From Insight to Action: A Novel Framework for Interpretability-Guided Data Selection in Large Language Models
Abstract Overview
This paper proposes Interpretability-Guided Data Selection (IGDS), a framework that leverages Sparse Autoencoders (SAEs) to identify causally validated task-specific features within large language models and uses them to guide training data selection for fine-tuning. The framework operates in two stages: first, it identifies task features through high-frequency recall followed by interventional filtering for causal validation; second, it scores candidate training examples by their Feature-Resonant Score, which aggregates activation magnitudes of validated task features. IGDS is evaluated on mathematical reasoning, summarization, and machine translation tasks across Gemma-2-2B, LLaMA-3.1-8B, and Qwen3-8B models. Using only 50% of the training data, IGDS outperforms full-dataset fine-tuning in all nine model-task configurations and consistently surpasses compared data selection baselines.
Novelty
The main novelty is using causally validated internal model features, extracted via SAEs and confirmed through targeted activation amplification, as the basis for training data selection rather than relying on external quality or diversity heuristics. The work is also distinctive in explicitly connecting mechanistic interpretability analysis to downstream optimization through a two-stage pipeline of causal feature identification and feature-based data scoring.
Results
Across all nine model-task configurations, IGDS outperforms the compared data selection baselines (Random, Loss, IFD, and ZIP) while using only 50% of the data. It also exceeds full-dataset fine-tuning performance in all settings, with the largest reported gain being +17.4% relative improvement on Gemma-2-2B for the Math task. Ablation studies confirm that both frequency recalling and causal filtering are necessary components, and stability analysis shows that the top-ranked task features persist across different identification source datasets.
Key Points
- IGDS identifies task-relevant features through a coarse-to-fine process: high-frequency recall filters the vast SAE feature space to a small candidate set (often just a few basis points of total features), followed by causal validation through targeted feature amplification.

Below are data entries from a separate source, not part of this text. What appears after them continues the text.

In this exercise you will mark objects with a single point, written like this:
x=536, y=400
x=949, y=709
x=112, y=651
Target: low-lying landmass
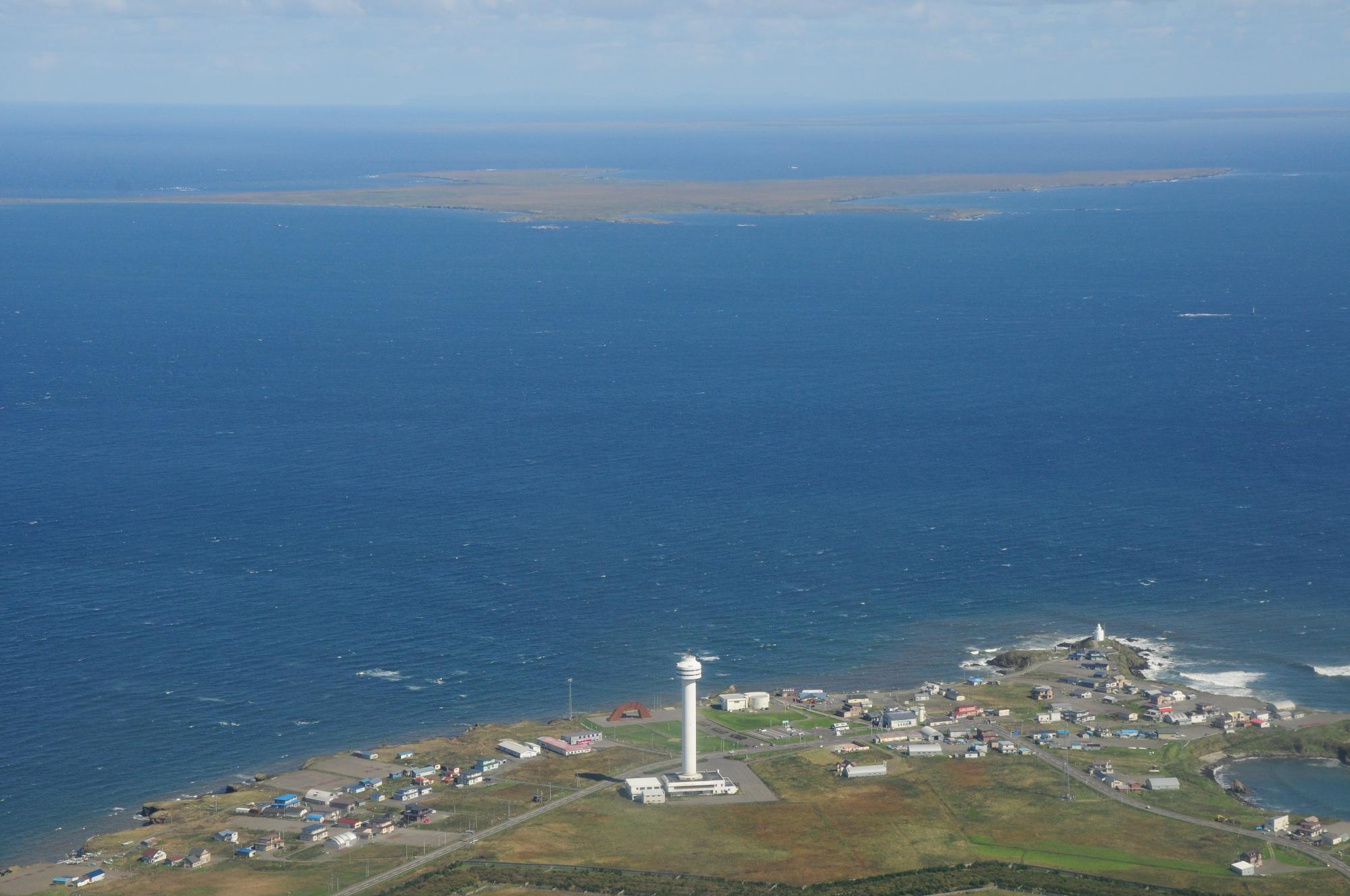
x=1056, y=773
x=560, y=195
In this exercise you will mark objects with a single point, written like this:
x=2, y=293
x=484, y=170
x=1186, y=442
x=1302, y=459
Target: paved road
x=384, y=878
x=1083, y=778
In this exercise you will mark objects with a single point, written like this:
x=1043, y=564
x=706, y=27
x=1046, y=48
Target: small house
x=732, y=702
x=342, y=840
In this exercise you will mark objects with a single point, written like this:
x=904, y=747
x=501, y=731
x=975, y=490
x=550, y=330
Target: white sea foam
x=1332, y=670
x=1235, y=683
x=389, y=675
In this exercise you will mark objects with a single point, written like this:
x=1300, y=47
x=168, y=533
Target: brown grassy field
x=925, y=813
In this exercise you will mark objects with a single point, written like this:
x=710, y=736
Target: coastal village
x=1083, y=709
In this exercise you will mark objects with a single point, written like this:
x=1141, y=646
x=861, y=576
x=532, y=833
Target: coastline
x=576, y=195
x=857, y=679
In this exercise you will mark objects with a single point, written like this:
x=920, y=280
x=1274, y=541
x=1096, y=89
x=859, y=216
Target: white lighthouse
x=689, y=671
x=688, y=781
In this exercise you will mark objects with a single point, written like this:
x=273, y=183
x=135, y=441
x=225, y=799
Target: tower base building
x=705, y=785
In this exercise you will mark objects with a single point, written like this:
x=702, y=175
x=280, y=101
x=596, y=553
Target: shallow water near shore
x=1307, y=787
x=290, y=481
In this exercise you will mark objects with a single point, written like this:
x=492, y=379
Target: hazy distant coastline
x=599, y=195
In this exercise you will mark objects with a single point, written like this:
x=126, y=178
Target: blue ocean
x=286, y=481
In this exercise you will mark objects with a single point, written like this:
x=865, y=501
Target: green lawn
x=773, y=719
x=1086, y=859
x=665, y=736
x=923, y=814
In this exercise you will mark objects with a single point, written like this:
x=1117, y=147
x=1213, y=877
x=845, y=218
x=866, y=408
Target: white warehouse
x=518, y=750
x=646, y=790
x=734, y=702
x=865, y=771
x=758, y=700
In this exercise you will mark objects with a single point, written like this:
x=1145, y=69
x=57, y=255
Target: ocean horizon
x=287, y=481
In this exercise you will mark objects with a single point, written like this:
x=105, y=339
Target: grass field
x=665, y=736
x=923, y=814
x=773, y=719
x=1085, y=859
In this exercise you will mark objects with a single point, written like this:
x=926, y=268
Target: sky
x=543, y=55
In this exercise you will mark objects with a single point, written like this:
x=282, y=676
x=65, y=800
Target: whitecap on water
x=1235, y=683
x=389, y=675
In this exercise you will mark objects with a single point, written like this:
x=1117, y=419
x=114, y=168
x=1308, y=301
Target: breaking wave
x=1332, y=670
x=389, y=675
x=1236, y=683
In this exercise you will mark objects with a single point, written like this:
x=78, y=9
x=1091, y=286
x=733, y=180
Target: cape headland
x=560, y=195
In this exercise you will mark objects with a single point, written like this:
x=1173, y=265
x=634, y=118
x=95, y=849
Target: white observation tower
x=689, y=671
x=688, y=781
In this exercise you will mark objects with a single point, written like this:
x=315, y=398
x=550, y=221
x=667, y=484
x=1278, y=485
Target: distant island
x=557, y=195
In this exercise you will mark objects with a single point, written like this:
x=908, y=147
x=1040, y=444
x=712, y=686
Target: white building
x=319, y=798
x=646, y=790
x=342, y=840
x=896, y=720
x=734, y=702
x=519, y=751
x=865, y=771
x=705, y=785
x=1278, y=824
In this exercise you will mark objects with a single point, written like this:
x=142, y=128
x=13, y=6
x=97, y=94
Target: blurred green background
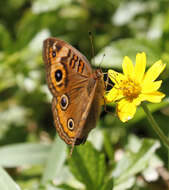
x=117, y=156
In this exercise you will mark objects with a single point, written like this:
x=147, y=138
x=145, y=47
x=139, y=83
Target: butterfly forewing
x=74, y=87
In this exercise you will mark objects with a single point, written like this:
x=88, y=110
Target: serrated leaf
x=88, y=166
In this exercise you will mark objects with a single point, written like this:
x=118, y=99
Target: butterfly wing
x=70, y=79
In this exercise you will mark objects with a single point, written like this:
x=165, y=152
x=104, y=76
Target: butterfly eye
x=64, y=102
x=53, y=54
x=70, y=124
x=58, y=75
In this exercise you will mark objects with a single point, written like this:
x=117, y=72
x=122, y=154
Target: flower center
x=131, y=89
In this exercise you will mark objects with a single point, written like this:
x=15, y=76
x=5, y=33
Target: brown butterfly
x=77, y=90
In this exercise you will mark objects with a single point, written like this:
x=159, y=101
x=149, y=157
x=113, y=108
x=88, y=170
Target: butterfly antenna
x=92, y=46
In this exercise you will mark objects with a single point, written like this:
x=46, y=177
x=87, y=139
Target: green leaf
x=23, y=154
x=133, y=163
x=6, y=182
x=140, y=114
x=88, y=166
x=108, y=185
x=55, y=160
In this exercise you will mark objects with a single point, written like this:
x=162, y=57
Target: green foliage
x=31, y=157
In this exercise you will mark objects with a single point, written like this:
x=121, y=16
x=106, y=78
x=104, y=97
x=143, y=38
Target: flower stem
x=155, y=126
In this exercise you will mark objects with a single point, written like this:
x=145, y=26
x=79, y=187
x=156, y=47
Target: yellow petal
x=115, y=76
x=154, y=97
x=140, y=66
x=154, y=71
x=151, y=86
x=128, y=68
x=125, y=110
x=113, y=95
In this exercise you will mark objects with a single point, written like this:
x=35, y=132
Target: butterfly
x=77, y=90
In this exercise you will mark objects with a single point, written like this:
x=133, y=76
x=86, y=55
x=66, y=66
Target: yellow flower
x=135, y=86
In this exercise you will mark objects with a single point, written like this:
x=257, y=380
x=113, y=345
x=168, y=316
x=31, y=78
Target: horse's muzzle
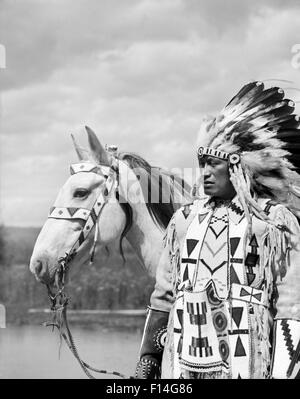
x=39, y=267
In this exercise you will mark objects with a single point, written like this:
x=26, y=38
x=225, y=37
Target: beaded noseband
x=89, y=216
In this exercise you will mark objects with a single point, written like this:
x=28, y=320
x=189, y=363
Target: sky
x=140, y=73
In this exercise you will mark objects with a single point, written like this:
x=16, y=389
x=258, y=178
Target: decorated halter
x=89, y=216
x=232, y=158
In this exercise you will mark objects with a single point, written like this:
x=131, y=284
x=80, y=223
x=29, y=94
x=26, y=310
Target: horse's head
x=87, y=196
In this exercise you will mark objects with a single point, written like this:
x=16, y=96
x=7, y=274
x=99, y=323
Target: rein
x=59, y=300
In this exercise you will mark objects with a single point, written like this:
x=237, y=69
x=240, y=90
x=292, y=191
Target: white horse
x=105, y=199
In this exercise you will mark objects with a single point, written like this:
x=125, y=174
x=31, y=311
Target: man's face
x=216, y=178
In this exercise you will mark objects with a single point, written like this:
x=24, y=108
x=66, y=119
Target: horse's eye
x=81, y=193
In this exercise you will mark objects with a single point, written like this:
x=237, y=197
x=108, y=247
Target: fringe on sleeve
x=281, y=239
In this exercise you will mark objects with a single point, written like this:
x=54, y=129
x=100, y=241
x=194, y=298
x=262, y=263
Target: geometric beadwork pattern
x=90, y=216
x=286, y=349
x=239, y=339
x=69, y=213
x=202, y=350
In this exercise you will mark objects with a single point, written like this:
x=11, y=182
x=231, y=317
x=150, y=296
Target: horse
x=108, y=197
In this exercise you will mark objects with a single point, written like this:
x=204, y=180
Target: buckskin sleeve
x=286, y=328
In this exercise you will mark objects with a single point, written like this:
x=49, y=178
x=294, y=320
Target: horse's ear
x=82, y=153
x=97, y=150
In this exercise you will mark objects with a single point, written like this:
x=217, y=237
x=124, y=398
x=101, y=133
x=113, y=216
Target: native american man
x=227, y=294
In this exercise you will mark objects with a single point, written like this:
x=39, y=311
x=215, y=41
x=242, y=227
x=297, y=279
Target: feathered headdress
x=258, y=133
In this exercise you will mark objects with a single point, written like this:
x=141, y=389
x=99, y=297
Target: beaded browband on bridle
x=89, y=216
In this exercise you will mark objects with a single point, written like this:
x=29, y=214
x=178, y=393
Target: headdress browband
x=232, y=158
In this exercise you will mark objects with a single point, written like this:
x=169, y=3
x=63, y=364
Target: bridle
x=60, y=300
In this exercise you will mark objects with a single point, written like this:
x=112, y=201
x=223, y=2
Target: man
x=227, y=295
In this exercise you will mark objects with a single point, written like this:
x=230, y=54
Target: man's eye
x=81, y=193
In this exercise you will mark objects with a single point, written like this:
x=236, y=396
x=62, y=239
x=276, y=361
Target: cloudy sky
x=141, y=73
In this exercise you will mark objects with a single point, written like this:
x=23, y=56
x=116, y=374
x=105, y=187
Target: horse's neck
x=146, y=238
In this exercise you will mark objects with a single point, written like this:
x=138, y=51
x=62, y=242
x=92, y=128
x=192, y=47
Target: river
x=33, y=351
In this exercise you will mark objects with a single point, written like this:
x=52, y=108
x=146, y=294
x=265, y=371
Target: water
x=33, y=352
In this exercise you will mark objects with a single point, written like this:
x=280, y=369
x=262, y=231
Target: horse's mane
x=158, y=178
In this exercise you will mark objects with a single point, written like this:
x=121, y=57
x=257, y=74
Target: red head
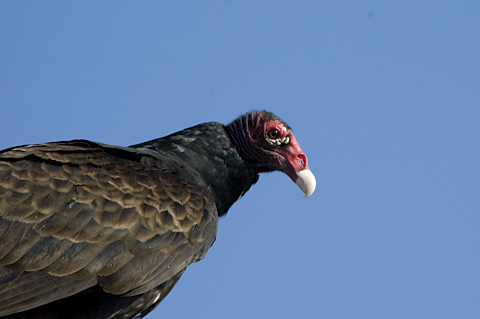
x=269, y=144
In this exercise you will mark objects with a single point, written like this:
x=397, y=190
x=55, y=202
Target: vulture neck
x=205, y=155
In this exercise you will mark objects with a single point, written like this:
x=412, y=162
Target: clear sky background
x=384, y=98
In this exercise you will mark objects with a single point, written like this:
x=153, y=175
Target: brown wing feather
x=73, y=214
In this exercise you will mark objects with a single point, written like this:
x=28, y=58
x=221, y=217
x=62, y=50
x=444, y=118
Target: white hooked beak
x=306, y=181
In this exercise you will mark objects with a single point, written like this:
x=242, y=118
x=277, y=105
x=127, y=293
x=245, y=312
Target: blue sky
x=383, y=97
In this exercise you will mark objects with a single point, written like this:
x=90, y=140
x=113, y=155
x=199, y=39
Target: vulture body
x=89, y=230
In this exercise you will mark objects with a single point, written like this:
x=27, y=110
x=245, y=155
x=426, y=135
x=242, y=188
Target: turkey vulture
x=89, y=230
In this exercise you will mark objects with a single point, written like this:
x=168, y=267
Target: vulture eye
x=273, y=133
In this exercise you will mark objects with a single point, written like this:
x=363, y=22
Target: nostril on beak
x=303, y=159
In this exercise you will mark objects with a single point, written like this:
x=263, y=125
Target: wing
x=77, y=214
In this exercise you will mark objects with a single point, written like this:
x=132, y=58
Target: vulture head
x=269, y=144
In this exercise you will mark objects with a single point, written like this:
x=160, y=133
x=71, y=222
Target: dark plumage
x=89, y=230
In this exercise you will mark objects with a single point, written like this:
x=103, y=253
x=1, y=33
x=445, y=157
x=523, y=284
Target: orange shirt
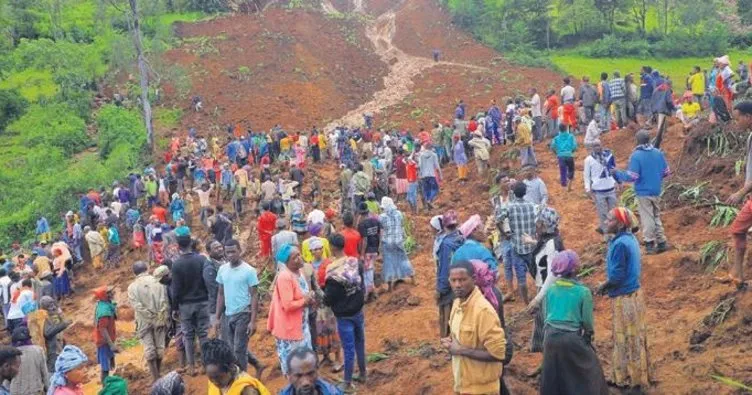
x=352, y=241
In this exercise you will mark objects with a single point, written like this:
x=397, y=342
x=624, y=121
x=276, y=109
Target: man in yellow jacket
x=476, y=343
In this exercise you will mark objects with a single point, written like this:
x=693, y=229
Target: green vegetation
x=677, y=69
x=635, y=32
x=54, y=56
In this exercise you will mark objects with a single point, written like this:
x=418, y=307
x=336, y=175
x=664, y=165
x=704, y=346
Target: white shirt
x=15, y=311
x=535, y=103
x=567, y=94
x=594, y=176
x=316, y=217
x=5, y=292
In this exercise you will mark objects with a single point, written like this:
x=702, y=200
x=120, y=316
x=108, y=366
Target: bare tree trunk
x=143, y=73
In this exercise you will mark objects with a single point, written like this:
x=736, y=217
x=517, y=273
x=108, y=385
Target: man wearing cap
x=481, y=151
x=152, y=309
x=33, y=377
x=190, y=296
x=450, y=241
x=429, y=169
x=283, y=236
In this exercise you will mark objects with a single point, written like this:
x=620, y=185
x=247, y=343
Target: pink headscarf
x=470, y=225
x=565, y=263
x=484, y=279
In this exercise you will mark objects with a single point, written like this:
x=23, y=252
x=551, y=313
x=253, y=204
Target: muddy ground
x=307, y=68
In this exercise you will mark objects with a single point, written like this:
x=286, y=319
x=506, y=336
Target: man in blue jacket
x=647, y=169
x=449, y=242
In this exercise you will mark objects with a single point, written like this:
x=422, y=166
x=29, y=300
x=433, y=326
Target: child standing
x=564, y=146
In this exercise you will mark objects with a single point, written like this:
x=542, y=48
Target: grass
x=677, y=69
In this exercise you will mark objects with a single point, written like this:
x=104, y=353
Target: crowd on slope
x=187, y=290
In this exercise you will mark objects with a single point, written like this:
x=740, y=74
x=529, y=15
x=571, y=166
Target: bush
x=12, y=106
x=51, y=125
x=117, y=127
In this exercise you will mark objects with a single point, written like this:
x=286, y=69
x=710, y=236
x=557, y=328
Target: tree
x=135, y=26
x=12, y=107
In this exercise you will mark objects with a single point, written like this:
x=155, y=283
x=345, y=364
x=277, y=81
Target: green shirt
x=569, y=306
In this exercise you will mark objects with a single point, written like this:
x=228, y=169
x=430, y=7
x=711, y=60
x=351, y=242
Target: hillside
x=302, y=68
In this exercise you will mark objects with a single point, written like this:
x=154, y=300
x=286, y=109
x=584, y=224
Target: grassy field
x=677, y=69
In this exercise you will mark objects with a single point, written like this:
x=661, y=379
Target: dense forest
x=60, y=130
x=609, y=28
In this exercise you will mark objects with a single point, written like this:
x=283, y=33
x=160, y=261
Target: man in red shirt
x=159, y=212
x=412, y=183
x=551, y=108
x=351, y=235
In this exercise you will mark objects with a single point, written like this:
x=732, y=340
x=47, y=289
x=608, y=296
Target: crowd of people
x=191, y=283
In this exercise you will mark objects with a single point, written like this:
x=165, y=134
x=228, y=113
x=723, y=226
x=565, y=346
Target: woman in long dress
x=396, y=263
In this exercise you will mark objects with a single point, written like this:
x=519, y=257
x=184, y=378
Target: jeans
x=430, y=188
x=605, y=118
x=194, y=320
x=566, y=170
x=518, y=263
x=235, y=333
x=650, y=219
x=604, y=203
x=352, y=334
x=537, y=129
x=412, y=194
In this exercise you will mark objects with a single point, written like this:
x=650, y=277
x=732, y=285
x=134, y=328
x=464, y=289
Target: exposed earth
x=302, y=68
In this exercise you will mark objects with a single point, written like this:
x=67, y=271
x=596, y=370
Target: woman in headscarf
x=547, y=245
x=62, y=279
x=327, y=341
x=297, y=215
x=344, y=292
x=570, y=365
x=69, y=375
x=631, y=367
x=113, y=247
x=170, y=384
x=472, y=231
x=288, y=312
x=306, y=251
x=396, y=265
x=485, y=280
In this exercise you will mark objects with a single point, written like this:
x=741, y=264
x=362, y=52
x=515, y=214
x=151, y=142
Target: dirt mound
x=275, y=68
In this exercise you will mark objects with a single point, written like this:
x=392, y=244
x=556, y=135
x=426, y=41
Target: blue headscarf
x=284, y=253
x=70, y=358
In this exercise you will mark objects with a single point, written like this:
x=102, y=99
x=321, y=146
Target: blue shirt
x=623, y=264
x=564, y=145
x=647, y=168
x=236, y=282
x=448, y=246
x=474, y=250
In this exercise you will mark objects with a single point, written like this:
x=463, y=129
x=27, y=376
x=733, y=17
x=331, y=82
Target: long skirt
x=631, y=366
x=536, y=342
x=327, y=339
x=570, y=366
x=62, y=284
x=113, y=255
x=284, y=347
x=396, y=263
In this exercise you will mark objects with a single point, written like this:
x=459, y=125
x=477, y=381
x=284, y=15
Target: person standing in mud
x=647, y=169
x=152, y=307
x=476, y=343
x=191, y=298
x=743, y=220
x=630, y=363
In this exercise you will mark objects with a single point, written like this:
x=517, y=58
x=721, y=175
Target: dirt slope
x=394, y=42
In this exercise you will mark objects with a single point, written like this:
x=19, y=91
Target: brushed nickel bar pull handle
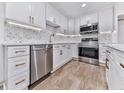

- Training data are ranked by a Feature-Resonant Score aggregating activation of validated task features, yielding data-efficient fine-tuning that surpasses full-dataset training with only 50% of the data across all tested configurations.
- Stability analysis demonstrates that identified task features (e.g., the top Math feature F_14,11575 for Gemma-2-2B) are consistent across different source datasets, and ablation studies confirm both pipeline stages are necessary for optimal performance.